M03-23

Official Solution:

If one of two parallel lines has 7 points on it and the other has 8 points, how many distinct triangles can be formed using these points as vertices?

A. 168
B. 196
C. 316
D. 364
E. 455


Note that this is not a Geometry question. While it uses basic knowledge of lines and figures, it is actually a probability and combinatorics question. There are 8 questions within GMAT Prep Focus Edition that use similar principles.
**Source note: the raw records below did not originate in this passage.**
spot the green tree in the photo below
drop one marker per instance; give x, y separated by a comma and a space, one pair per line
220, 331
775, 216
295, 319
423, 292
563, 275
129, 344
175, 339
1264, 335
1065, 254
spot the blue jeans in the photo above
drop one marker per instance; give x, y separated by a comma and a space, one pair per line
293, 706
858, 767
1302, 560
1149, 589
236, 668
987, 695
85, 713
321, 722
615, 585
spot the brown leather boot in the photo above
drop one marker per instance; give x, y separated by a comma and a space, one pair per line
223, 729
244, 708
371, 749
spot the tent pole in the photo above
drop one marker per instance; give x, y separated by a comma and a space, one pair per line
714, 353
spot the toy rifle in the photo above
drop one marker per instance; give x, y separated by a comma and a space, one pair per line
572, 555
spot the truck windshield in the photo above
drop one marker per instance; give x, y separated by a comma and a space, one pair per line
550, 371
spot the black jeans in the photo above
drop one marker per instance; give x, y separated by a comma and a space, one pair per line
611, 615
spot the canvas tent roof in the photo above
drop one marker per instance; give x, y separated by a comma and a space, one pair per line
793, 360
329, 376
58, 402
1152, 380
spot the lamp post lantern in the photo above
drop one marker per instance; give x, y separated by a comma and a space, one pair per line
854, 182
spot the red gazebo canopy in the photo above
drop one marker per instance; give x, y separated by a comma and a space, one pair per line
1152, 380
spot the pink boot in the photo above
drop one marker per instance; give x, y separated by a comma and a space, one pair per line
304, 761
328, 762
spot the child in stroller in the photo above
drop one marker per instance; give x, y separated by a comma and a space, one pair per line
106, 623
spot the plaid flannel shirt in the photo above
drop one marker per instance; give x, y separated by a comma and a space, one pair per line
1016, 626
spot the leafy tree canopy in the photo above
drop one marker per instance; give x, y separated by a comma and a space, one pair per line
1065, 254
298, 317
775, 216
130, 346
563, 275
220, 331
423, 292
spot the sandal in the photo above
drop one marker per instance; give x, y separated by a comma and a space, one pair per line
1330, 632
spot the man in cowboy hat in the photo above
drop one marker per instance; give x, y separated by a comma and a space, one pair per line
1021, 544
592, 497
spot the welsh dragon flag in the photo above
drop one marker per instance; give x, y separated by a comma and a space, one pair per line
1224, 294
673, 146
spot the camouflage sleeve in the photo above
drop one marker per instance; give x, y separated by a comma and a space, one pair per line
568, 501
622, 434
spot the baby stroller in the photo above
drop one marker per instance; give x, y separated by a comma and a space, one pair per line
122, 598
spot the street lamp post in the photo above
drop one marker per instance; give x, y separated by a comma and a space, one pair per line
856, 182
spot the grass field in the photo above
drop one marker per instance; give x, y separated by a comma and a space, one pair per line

Here is one example.

Approach #1:

There are two types of triangles that can be formed:

1. Triangles with two vertices on the line with 8 points and the third vertex on the line with 7 points: \(C^2_8*C^1_7=28*7=196\);

2. Triangles with two vertices on the line with 7 points and the third vertex on the line with 8 points: \(C^2_7*C^1_8=21*8=168\);

Total number of triangles: \(196+168=364\).

Approach #2:

Any three distinct points chosen from the total of \(8+7=15\) points will form a triangle, except for the cases where the three points are collinear.

Therefore, the total number of triangles can be calculated as \(C^3_{15}-(C^3_8+C^3_7)=455-(56+35)=364\). Here, \(C^3_8\) and \(C^3_7\) represent the number of different sets of 3 collinear points possible from the line with 8 points and the line with 7 points, respectively.


Answer: D